When fishing them the idea is to simulate a grasshopper falling off the over hanging branches and grass into the river, if you don’t think a channel cat knows that sound then you need to try it sometime. I’ve popped a hopper up river of a brush pile and seen channel cat in the brush pile come to the top looking for the hopper and then caught a half dozen out of the same pile that I could see surface when the hopper hit. Sometimes they like it deeper and you need to pop it several times on the water to get it to sink. I prefer the fly rod eventhough I’m not that good with it but Ive caught just as many on a small spinning rig with a split shot too.
I think we had about 14 or 15 of us and about half or more were fishing and anybody that wanted to catch a fish did. These are not giant trophy fish but we weren’t keeping them anyway and as long as all kids had fun and everybody stayed cool it really don’t matter how big the fish are.
The best thing about fishing a grasshopper is not knowing what you have until you land it. Having a bait that every fish in the water will eat ups everyone’s chances of catching something. I’m sure we caught 45-50 fish, all kinds of all sizes. The fish I wanted the most was a carp and they were playing hard to get but we landed, channel cat, blue cat, small mouth bass, large mouth bass, sand bass, big blue gill, and even a drum or two.
Once the kids the got the feel for what was a fish and what was just the river rolling the hopper they were catching them pretty regular.
Everybody caught something and we had a enough grasshoppers to last all day so it was a good day.
The smaller kids had just about swam themselves out and we were all hungry but I’m like a little kid that has to leave the birthday party early, I don’t go without kicking and screaming. I didn’t have my carp and honestly the only thing that could make me skip a meal would be fishing or maybe bowhunting so I watched from up river as the crew started to gather things and told myself one more cast.
I knocked the hopper off the rock wall of the bridge and watched it settle. The perch started pecking him away immediately and I figured my day had ended but was going to let the perch finish off the bait and then it stopped, and a second later the fly line went straight and a fish started running up river fast. I knew it was a carp by the run. I honestly thought he would wrap me around the bridge but I fought him out and landed him. He wasn’t big but man a carp can fight. Most people consider them a “rough” fish and pay them no mind but a carp weighing equal weight to most any other fresh water fish will out fight it. My day was complete, we loaded up and headed for the cafe.
Some of the crew had to go home but most of us went to the Graford Cafe. It was a good meal and a good way to end the day. Glad everyone made it and I know the kids will remember these days and that’s what its about, just like I remember my grandpa popping grasshoppers maybe they will grow up and tell stories about their Uncle Chris that was the greatest fishermen they ever knew, that’s what I tell them and I don’t take them fishing with people that might out fish me.
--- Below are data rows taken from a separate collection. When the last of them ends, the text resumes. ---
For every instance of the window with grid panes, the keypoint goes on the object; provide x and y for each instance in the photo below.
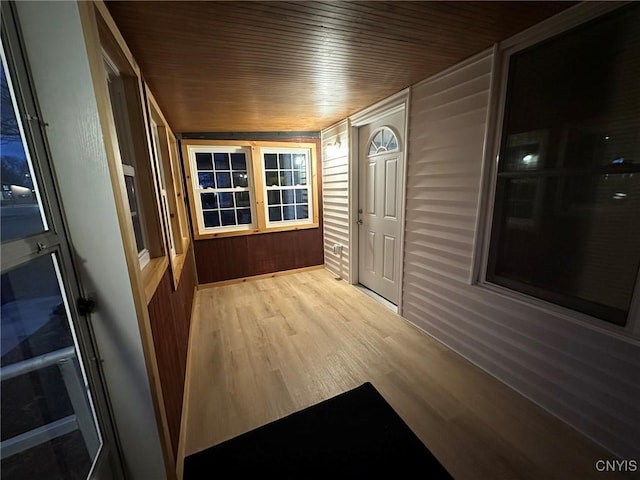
(223, 192)
(287, 186)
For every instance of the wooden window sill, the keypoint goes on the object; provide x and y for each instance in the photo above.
(255, 231)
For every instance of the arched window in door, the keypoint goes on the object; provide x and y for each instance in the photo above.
(384, 140)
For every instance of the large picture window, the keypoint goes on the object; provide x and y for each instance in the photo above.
(250, 187)
(566, 224)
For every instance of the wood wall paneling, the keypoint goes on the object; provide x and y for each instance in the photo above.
(245, 256)
(170, 317)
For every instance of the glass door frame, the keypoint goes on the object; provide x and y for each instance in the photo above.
(54, 241)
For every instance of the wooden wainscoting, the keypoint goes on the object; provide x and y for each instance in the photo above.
(263, 349)
(170, 316)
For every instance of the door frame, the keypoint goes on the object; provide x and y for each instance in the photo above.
(55, 241)
(397, 102)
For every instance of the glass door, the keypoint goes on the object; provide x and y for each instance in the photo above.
(54, 413)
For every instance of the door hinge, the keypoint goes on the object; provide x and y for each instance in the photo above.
(32, 118)
(86, 306)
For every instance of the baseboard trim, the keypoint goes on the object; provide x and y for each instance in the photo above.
(259, 277)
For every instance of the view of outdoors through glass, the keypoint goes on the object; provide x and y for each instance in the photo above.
(48, 427)
(21, 212)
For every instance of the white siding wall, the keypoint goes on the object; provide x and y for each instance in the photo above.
(586, 377)
(335, 196)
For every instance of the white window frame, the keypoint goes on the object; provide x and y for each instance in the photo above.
(559, 24)
(267, 188)
(197, 191)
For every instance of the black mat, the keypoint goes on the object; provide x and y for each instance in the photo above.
(355, 434)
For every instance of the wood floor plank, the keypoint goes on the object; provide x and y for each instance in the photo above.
(265, 348)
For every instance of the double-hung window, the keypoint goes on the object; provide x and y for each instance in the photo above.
(222, 189)
(566, 219)
(118, 100)
(250, 187)
(288, 190)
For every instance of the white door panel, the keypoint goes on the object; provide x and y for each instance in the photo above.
(381, 171)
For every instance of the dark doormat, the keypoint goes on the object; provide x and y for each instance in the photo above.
(356, 434)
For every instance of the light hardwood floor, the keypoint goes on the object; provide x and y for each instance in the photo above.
(263, 349)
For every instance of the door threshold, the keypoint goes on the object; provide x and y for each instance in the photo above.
(380, 299)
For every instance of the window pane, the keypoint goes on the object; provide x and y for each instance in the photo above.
(244, 216)
(225, 200)
(299, 177)
(288, 212)
(223, 179)
(299, 160)
(270, 161)
(302, 195)
(221, 161)
(286, 178)
(211, 218)
(242, 199)
(240, 179)
(228, 217)
(204, 161)
(272, 179)
(238, 161)
(275, 214)
(567, 217)
(209, 200)
(288, 196)
(206, 180)
(20, 207)
(302, 212)
(273, 197)
(35, 391)
(129, 182)
(284, 160)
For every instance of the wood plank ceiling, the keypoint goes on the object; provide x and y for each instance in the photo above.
(218, 66)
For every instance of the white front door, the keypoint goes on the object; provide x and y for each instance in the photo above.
(381, 159)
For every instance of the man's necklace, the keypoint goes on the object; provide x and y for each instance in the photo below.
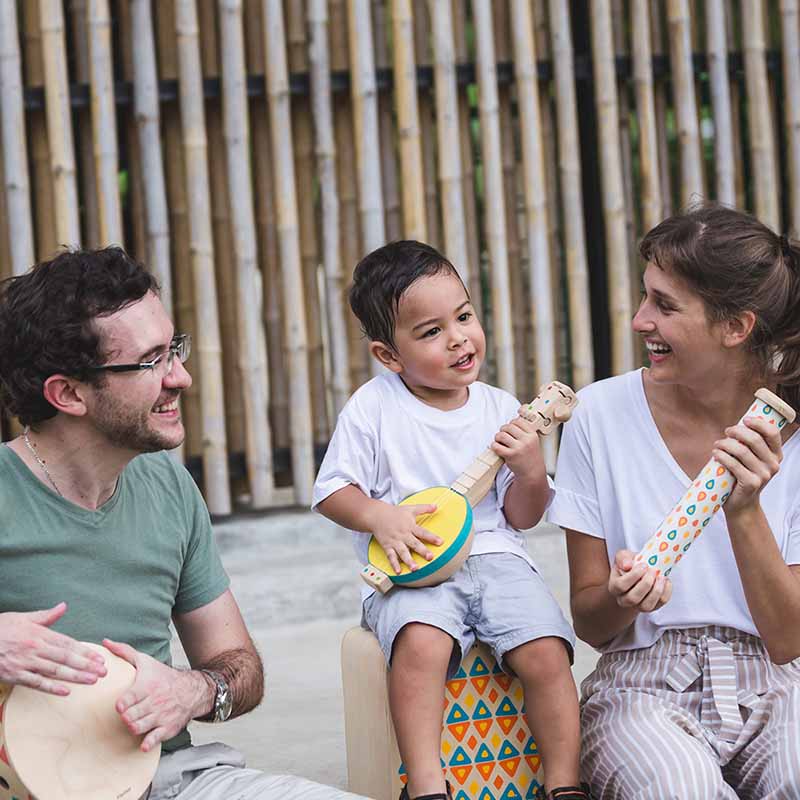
(39, 461)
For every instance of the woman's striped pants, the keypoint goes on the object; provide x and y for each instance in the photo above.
(702, 714)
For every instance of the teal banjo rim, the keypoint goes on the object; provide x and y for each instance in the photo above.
(446, 556)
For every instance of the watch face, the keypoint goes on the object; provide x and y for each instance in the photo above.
(224, 703)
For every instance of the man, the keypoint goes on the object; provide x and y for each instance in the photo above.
(104, 537)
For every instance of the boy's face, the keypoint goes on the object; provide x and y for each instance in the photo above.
(439, 343)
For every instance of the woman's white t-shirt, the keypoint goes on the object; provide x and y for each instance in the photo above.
(616, 480)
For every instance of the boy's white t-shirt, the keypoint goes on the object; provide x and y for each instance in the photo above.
(390, 445)
(616, 480)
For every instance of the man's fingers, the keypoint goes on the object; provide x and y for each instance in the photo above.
(47, 616)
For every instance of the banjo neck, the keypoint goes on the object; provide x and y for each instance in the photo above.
(553, 405)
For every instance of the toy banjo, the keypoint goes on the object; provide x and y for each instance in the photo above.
(452, 520)
(73, 747)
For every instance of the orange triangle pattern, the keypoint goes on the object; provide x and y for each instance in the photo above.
(458, 730)
(461, 773)
(510, 765)
(507, 723)
(485, 769)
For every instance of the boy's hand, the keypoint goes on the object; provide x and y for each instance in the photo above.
(397, 532)
(517, 443)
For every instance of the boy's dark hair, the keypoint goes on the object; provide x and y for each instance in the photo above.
(46, 322)
(380, 279)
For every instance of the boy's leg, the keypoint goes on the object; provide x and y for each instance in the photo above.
(422, 634)
(420, 658)
(551, 703)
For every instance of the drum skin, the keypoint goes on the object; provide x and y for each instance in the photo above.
(75, 747)
(452, 522)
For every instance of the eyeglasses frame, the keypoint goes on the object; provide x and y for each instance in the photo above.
(175, 345)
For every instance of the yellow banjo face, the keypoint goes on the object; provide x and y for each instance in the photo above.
(448, 522)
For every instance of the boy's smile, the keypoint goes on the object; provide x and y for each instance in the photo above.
(439, 343)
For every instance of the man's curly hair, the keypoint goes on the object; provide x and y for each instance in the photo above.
(47, 322)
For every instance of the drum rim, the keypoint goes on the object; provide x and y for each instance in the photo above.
(446, 556)
(144, 770)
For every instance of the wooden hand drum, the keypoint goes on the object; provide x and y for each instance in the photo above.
(452, 520)
(75, 747)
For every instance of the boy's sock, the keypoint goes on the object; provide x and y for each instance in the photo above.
(569, 793)
(439, 796)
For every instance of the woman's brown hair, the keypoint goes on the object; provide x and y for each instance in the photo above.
(736, 263)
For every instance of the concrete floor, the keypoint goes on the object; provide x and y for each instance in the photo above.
(295, 577)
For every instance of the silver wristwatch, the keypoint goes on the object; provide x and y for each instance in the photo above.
(223, 701)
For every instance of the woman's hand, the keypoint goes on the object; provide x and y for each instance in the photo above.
(752, 452)
(636, 586)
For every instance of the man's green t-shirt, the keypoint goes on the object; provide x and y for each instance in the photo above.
(125, 569)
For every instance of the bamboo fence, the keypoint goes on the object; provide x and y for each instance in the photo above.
(252, 151)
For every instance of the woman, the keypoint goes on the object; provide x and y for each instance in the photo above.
(696, 694)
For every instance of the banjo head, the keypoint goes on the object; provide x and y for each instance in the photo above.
(75, 747)
(452, 522)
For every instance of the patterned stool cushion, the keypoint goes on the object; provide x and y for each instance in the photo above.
(488, 752)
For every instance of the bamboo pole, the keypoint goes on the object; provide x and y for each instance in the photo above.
(365, 119)
(352, 251)
(251, 347)
(15, 158)
(209, 349)
(680, 37)
(427, 125)
(59, 123)
(472, 224)
(447, 130)
(619, 282)
(536, 199)
(513, 194)
(292, 280)
(790, 30)
(717, 47)
(84, 138)
(303, 140)
(104, 123)
(319, 58)
(646, 112)
(405, 77)
(390, 178)
(759, 118)
(569, 164)
(660, 92)
(494, 209)
(148, 120)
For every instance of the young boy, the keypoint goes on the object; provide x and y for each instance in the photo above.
(420, 424)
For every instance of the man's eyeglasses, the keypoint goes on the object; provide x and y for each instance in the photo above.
(180, 346)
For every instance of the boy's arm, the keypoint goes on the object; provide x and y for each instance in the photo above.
(526, 498)
(395, 527)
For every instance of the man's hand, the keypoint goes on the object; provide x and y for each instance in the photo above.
(397, 532)
(636, 586)
(517, 443)
(162, 700)
(33, 655)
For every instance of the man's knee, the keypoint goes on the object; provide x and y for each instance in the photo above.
(642, 756)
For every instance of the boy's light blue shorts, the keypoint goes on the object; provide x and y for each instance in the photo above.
(497, 598)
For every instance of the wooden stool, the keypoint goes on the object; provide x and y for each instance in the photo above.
(488, 752)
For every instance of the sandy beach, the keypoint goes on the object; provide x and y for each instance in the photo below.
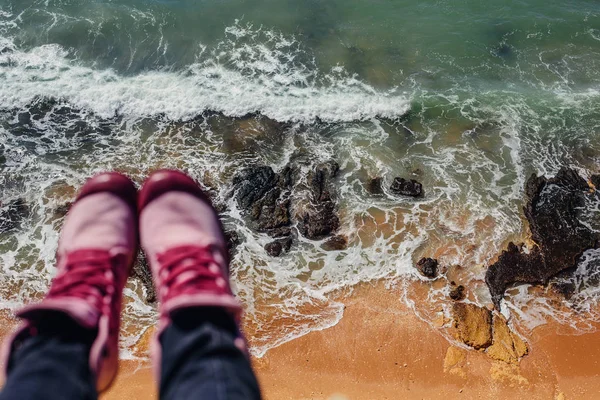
(381, 350)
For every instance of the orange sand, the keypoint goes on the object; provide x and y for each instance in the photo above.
(381, 350)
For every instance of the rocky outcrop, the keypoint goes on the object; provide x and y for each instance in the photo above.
(554, 210)
(279, 246)
(12, 214)
(262, 193)
(481, 329)
(318, 218)
(457, 292)
(473, 325)
(375, 186)
(428, 267)
(407, 187)
(507, 346)
(337, 242)
(266, 199)
(141, 271)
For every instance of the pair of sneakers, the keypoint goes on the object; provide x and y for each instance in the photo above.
(184, 243)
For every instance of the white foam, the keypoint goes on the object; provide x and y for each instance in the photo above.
(261, 74)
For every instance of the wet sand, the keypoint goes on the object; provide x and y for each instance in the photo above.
(381, 350)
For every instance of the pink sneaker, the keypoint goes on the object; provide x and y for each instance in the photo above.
(95, 252)
(185, 246)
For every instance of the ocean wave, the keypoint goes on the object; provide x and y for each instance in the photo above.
(250, 71)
Would have been a lot more fun if I was invited.
Chris Cook says
I know and I told Mary Ann I think got you lost in the I thought you called her, I thought you called her. So sorry, well I guess we will have to go again.
Johnny Stevens says
Neat trip Chris. I have done some hopper fishing myself. I am in Montana fly fishing now. The fishing up here is the worse It has been in my 20 years coming up here.
Chris Cook says
But the weather has to be good
Other than breaking a pole and feeding half the hoppers to the fish I had fun. That was the first time I’ve ever swam across a river with the pole above my head to get to a rock I wanted to fish on.
Chris Cook says
You should do something every trip you’ve never done before.